Six ans après on le poussa encore plus vivement, parce que Jean Cantacuzène, qui était devenu empereur, aimait Palamas. Les censures et les excommunications qui tombèrent à diverses fois sur la tête d’Acindynus, le réduisirent enfin à une vie plus tranquille et tout-à-fait obscure. Jacques Gretser, jésuite allemand, publia à Ingolstad, en l’année 1616, les deux livres d’Acindynus, De essentiâ et operatione Dei. Léon d’Allazzi a publié un poëme[a] et quelques fragmens de ce même auteur[b], qui, ayant eu la destinée de passer pour hérétique assez long-temps (A), a trouvé enfin des juges plus éclairés et plus équitables (B).

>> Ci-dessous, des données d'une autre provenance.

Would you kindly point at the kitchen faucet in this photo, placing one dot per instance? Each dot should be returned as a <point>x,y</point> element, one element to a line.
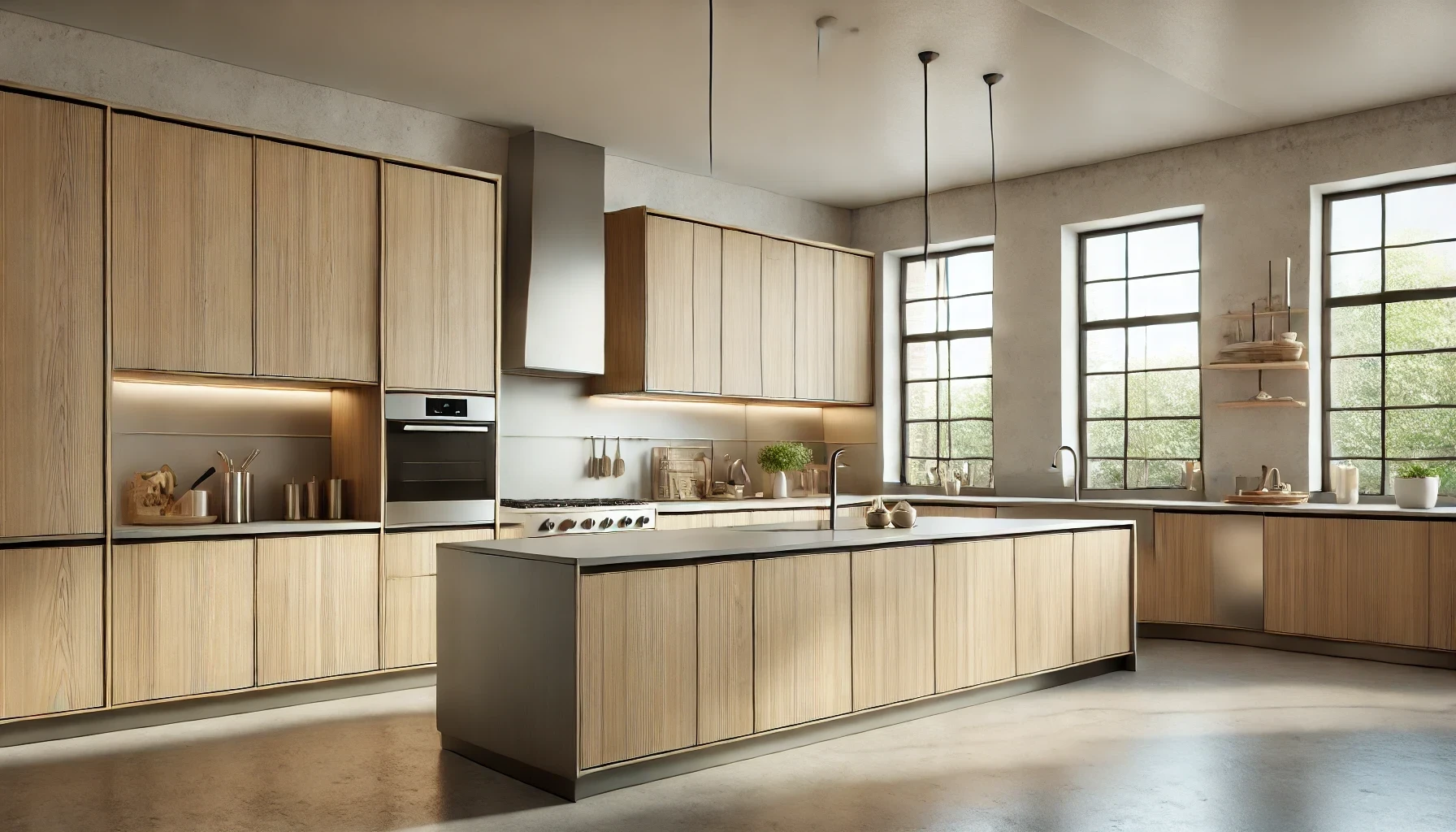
<point>1077,474</point>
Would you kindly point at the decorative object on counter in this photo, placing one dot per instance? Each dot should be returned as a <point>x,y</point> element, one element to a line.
<point>1415,484</point>
<point>781,457</point>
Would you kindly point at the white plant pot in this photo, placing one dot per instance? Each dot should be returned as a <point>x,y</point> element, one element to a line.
<point>1417,493</point>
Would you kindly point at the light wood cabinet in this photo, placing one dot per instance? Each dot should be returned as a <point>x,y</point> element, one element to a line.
<point>638,652</point>
<point>974,613</point>
<point>182,246</point>
<point>50,630</point>
<point>318,606</point>
<point>1101,593</point>
<point>801,611</point>
<point>893,611</point>
<point>182,618</point>
<point>1042,602</point>
<point>51,299</point>
<point>440,233</point>
<point>318,264</point>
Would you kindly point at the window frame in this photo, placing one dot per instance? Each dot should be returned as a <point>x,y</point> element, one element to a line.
<point>1084,327</point>
<point>1382,297</point>
<point>932,337</point>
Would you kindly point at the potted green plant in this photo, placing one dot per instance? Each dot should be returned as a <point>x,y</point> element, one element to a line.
<point>1415,484</point>
<point>781,457</point>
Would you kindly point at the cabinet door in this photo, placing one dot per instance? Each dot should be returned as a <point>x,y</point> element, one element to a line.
<point>1101,592</point>
<point>182,618</point>
<point>439,282</point>
<point>318,606</point>
<point>638,663</point>
<point>182,246</point>
<point>893,611</point>
<point>777,318</point>
<point>801,663</point>
<point>742,315</point>
<point>854,330</point>
<point>974,613</point>
<point>669,305</point>
<point>50,631</point>
<point>51,301</point>
<point>318,264</point>
<point>1042,602</point>
<point>812,323</point>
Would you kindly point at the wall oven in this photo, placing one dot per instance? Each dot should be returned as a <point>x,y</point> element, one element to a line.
<point>439,459</point>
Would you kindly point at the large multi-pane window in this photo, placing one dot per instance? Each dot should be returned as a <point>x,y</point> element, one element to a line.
<point>1391,324</point>
<point>947,353</point>
<point>1141,395</point>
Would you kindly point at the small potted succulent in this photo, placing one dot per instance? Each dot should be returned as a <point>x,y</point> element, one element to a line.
<point>782,457</point>
<point>1415,484</point>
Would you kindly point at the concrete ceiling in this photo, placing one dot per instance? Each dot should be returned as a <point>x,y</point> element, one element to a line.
<point>834,121</point>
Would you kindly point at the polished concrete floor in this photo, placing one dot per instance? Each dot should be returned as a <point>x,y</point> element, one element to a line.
<point>1200,738</point>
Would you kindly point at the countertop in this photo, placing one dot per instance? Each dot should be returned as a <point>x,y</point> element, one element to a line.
<point>762,541</point>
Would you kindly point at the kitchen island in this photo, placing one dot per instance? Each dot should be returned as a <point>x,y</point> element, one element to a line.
<point>593,662</point>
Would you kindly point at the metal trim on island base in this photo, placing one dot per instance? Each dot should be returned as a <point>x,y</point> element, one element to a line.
<point>683,761</point>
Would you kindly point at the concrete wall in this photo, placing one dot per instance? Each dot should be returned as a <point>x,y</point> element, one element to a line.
<point>1257,194</point>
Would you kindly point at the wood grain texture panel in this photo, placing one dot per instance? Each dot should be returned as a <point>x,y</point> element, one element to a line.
<point>410,621</point>
<point>669,305</point>
<point>893,611</point>
<point>801,665</point>
<point>638,650</point>
<point>51,317</point>
<point>318,264</point>
<point>50,630</point>
<point>974,613</point>
<point>724,650</point>
<point>413,554</point>
<point>1042,602</point>
<point>742,315</point>
<point>182,248</point>
<point>182,618</point>
<point>1101,591</point>
<point>854,328</point>
<point>708,308</point>
<point>318,606</point>
<point>777,295</point>
<point>439,282</point>
<point>812,323</point>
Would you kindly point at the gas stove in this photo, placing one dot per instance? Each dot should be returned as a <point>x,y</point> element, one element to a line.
<point>555,518</point>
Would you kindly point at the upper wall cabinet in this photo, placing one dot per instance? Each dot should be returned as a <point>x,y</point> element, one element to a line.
<point>182,248</point>
<point>696,310</point>
<point>318,264</point>
<point>439,282</point>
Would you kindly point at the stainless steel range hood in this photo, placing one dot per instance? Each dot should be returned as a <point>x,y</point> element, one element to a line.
<point>555,261</point>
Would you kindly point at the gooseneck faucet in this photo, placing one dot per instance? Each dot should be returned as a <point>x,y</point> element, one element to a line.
<point>1077,472</point>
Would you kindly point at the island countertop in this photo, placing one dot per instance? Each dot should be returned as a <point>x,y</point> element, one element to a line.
<point>763,541</point>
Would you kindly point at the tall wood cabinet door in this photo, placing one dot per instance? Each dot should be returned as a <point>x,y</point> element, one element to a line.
<point>51,310</point>
<point>182,618</point>
<point>974,613</point>
<point>318,606</point>
<point>854,330</point>
<point>742,315</point>
<point>812,323</point>
<point>893,611</point>
<point>777,295</point>
<point>638,650</point>
<point>801,665</point>
<point>669,359</point>
<point>1101,592</point>
<point>318,264</point>
<point>182,246</point>
<point>50,631</point>
<point>439,282</point>
<point>1042,602</point>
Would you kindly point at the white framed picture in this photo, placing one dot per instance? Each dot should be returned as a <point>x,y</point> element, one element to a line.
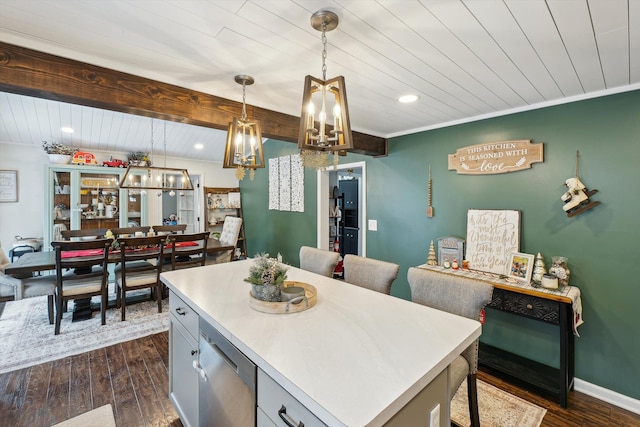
<point>520,266</point>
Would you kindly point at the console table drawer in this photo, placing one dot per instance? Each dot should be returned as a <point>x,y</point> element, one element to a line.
<point>526,305</point>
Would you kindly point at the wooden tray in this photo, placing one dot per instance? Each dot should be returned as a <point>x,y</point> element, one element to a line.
<point>311,297</point>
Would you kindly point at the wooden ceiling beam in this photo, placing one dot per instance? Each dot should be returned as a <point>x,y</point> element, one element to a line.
<point>42,75</point>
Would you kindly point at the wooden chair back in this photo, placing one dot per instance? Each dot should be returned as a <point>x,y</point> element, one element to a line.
<point>170,229</point>
<point>81,276</point>
<point>78,234</point>
<point>188,256</point>
<point>370,273</point>
<point>318,261</point>
<point>141,261</point>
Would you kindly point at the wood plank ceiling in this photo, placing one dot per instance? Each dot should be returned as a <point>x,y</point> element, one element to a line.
<point>465,59</point>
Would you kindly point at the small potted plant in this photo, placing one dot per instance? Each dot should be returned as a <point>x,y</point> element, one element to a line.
<point>138,158</point>
<point>266,276</point>
<point>58,153</point>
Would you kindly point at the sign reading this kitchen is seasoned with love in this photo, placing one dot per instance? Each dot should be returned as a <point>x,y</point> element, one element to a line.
<point>496,157</point>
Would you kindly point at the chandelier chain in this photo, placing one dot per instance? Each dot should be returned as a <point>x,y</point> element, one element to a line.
<point>244,105</point>
<point>324,51</point>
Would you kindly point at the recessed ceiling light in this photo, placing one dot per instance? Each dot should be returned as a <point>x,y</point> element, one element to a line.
<point>408,98</point>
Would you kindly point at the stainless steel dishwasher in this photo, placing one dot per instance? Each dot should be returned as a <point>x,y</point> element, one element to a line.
<point>227,384</point>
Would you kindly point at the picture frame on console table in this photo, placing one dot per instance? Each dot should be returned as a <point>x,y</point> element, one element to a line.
<point>520,266</point>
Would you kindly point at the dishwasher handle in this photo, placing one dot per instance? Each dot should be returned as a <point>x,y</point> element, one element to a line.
<point>199,370</point>
<point>282,413</point>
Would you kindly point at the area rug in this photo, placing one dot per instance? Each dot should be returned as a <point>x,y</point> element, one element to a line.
<point>497,408</point>
<point>27,337</point>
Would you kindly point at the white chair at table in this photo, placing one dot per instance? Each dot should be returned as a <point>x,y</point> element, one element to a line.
<point>370,273</point>
<point>15,288</point>
<point>463,297</point>
<point>228,236</point>
<point>318,261</point>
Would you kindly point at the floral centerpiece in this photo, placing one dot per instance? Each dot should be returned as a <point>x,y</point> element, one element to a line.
<point>266,276</point>
<point>58,153</point>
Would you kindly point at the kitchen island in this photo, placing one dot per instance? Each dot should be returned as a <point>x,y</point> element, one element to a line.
<point>356,358</point>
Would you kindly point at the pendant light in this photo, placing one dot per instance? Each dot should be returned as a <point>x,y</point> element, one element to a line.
<point>152,178</point>
<point>324,122</point>
<point>244,140</point>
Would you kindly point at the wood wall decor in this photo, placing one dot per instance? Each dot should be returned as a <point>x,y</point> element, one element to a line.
<point>496,157</point>
<point>32,73</point>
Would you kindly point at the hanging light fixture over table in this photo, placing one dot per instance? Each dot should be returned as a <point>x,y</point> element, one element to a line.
<point>153,178</point>
<point>324,122</point>
<point>244,140</point>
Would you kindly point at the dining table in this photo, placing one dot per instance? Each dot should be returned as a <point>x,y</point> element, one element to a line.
<point>36,262</point>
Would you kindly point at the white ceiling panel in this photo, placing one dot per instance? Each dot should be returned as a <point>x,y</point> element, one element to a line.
<point>465,59</point>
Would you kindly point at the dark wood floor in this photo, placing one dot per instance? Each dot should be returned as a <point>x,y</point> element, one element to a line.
<point>133,377</point>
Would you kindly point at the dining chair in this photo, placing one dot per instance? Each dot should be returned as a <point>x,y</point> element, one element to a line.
<point>170,229</point>
<point>318,261</point>
<point>85,234</point>
<point>14,288</point>
<point>463,297</point>
<point>141,261</point>
<point>130,231</point>
<point>370,273</point>
<point>81,275</point>
<point>228,236</point>
<point>184,253</point>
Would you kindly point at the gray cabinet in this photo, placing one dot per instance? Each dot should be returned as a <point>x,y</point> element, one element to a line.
<point>183,353</point>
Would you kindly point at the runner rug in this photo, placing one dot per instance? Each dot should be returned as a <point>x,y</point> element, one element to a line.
<point>27,339</point>
<point>497,408</point>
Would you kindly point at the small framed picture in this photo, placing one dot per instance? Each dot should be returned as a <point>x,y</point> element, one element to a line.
<point>520,266</point>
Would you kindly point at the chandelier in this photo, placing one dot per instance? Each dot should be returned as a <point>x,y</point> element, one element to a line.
<point>140,177</point>
<point>244,140</point>
<point>324,123</point>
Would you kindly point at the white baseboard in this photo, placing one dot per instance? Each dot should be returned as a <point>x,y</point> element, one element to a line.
<point>606,395</point>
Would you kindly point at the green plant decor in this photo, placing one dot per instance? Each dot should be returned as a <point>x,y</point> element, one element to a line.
<point>266,271</point>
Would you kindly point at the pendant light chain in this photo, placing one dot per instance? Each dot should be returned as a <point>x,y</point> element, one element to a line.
<point>324,51</point>
<point>244,104</point>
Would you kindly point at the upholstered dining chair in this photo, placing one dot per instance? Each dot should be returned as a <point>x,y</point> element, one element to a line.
<point>229,235</point>
<point>462,296</point>
<point>370,273</point>
<point>170,229</point>
<point>85,234</point>
<point>188,256</point>
<point>81,275</point>
<point>318,261</point>
<point>15,288</point>
<point>141,261</point>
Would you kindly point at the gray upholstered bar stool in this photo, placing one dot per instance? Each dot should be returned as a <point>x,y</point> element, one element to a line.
<point>370,273</point>
<point>464,297</point>
<point>318,260</point>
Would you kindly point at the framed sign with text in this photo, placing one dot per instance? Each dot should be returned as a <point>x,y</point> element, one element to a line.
<point>496,157</point>
<point>8,186</point>
<point>492,236</point>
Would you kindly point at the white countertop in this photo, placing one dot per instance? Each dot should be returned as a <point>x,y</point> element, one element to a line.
<point>354,359</point>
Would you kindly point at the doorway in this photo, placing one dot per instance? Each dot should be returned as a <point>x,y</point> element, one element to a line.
<point>329,178</point>
<point>183,207</point>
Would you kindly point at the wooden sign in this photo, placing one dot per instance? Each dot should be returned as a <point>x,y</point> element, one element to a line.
<point>492,236</point>
<point>496,157</point>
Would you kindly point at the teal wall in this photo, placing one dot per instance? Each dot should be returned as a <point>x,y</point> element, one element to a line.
<point>601,244</point>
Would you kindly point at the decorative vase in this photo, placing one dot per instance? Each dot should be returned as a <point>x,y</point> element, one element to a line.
<point>560,270</point>
<point>61,159</point>
<point>266,292</point>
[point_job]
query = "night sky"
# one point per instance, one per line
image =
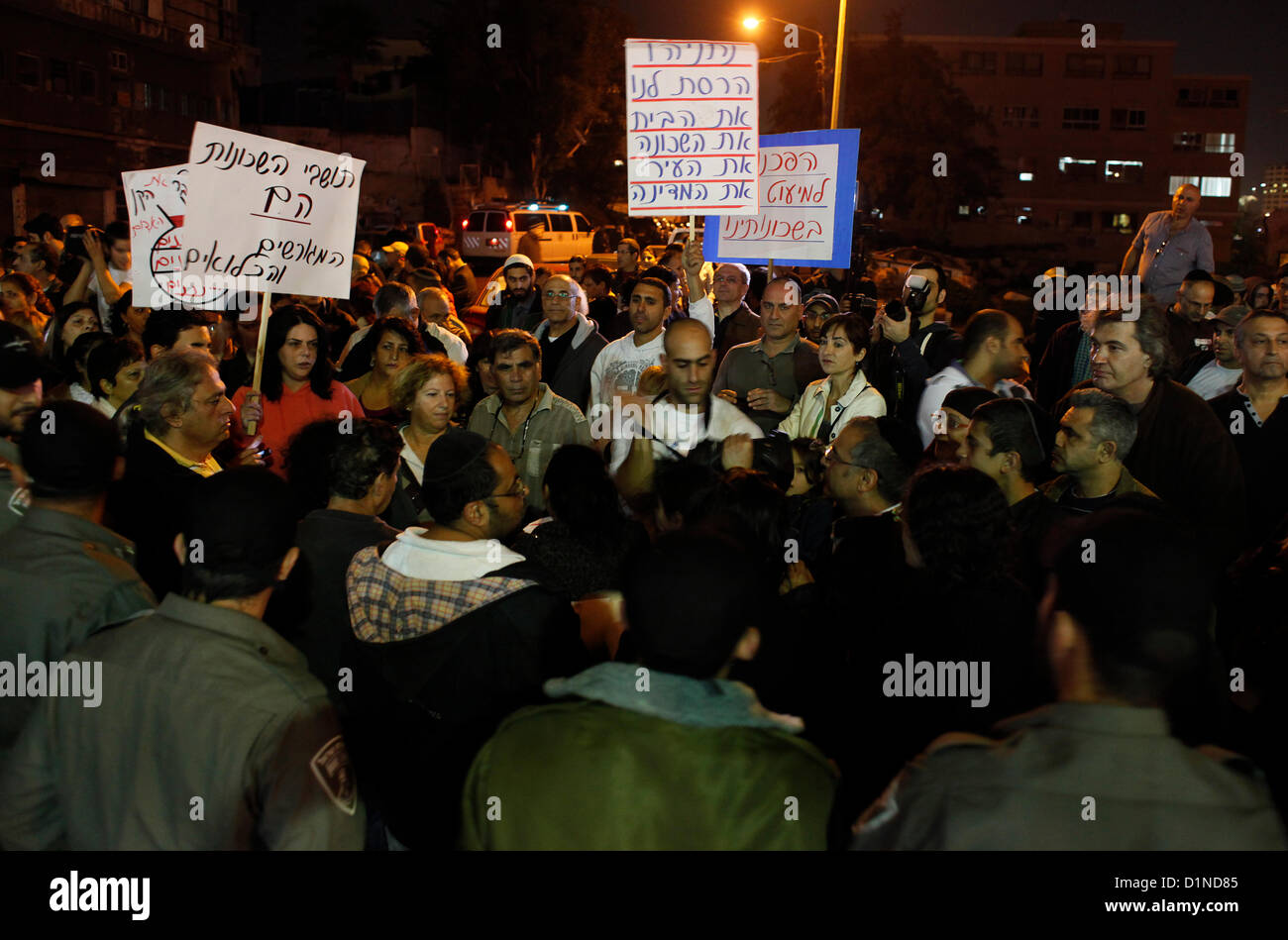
(1237, 38)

  1. Græc. Orthod. tom. I, à pag. 756, ad 770.
  2. In lib. II, cap. XVI, de Consensu, etc. apud Appendic. Cave, Hist. Liter. Script. Eccles. pag. 34. Consultez cet Appendix, touchant cet article-ci.

(A) De passer pour hérétique assez long-temps. ] Comme dans la chaleur de la dispute on ne songe qu’à presser son adversaire, on ne s’éblouit que trop souvent à un tel point, qu’on ne s’aperçoit pas que l’on passe d’une extrémité à l’autre, ou qu’au moins on pousse ses raisons si loin, qu’elles prouvent trop. Je ne doute point que Barlaam et Acindynus n’aient par là donné prise à leur adversaire Palamas, et qu’étant orthodoxes dans le fond, ils n’aient quelquefois raisonné en hérétiques. Pratéolus n’a pas manqué de les placer dans son catalogue ; mais il est impossible de rien comprendre dans l’arrêt de leur condamnation, tel qu’il le rapporte. Ce qu’il y a de moins obscur dans son livre, à l’égard de Barlaam et d’Acindynus, est que le concile qui fut convoqué pour les condamner fut célébré en présence du bienheureux et trés-célèbre empereur Michel Andronic Paléologue, et de Jean son fils, sous Henri VII, empereur d’Allemagne, et le pape Jean XXII, environ l’an 1313 de Jésus-Christ [1]. Tout cela fourmille de fautes, car, 1°. dans le siècle[2] dont il s’agit ici il n’y a point d’autre empereur de Constantinople qui puisse être traité de bienheureux par un catholique romain que Michel Paléologue. Il se réunit avec le saint siége, et il mourut dans cette union. Or il ne se nomme pas Michel Andronic ; il n’eut point de fils nommé Jean, et il mourut l’an 1283. En second lieu, l’empereur dont le fils se nomme Jean ne se nomme qu’Andronic Paléologue, ne commença de régner qu’en 1328, et n’eut point pour contemporains Henri VII et Jean XXII. Enfin, il est faux qu’Acindynus ait été condamné environ l’an 1313. Le père Gaultier n’oublie point dans ses tables chronologiques Barlaam et Acindynus : il les loge au quartier des hérétiques, et cela sur le témoignage de Pratéolus.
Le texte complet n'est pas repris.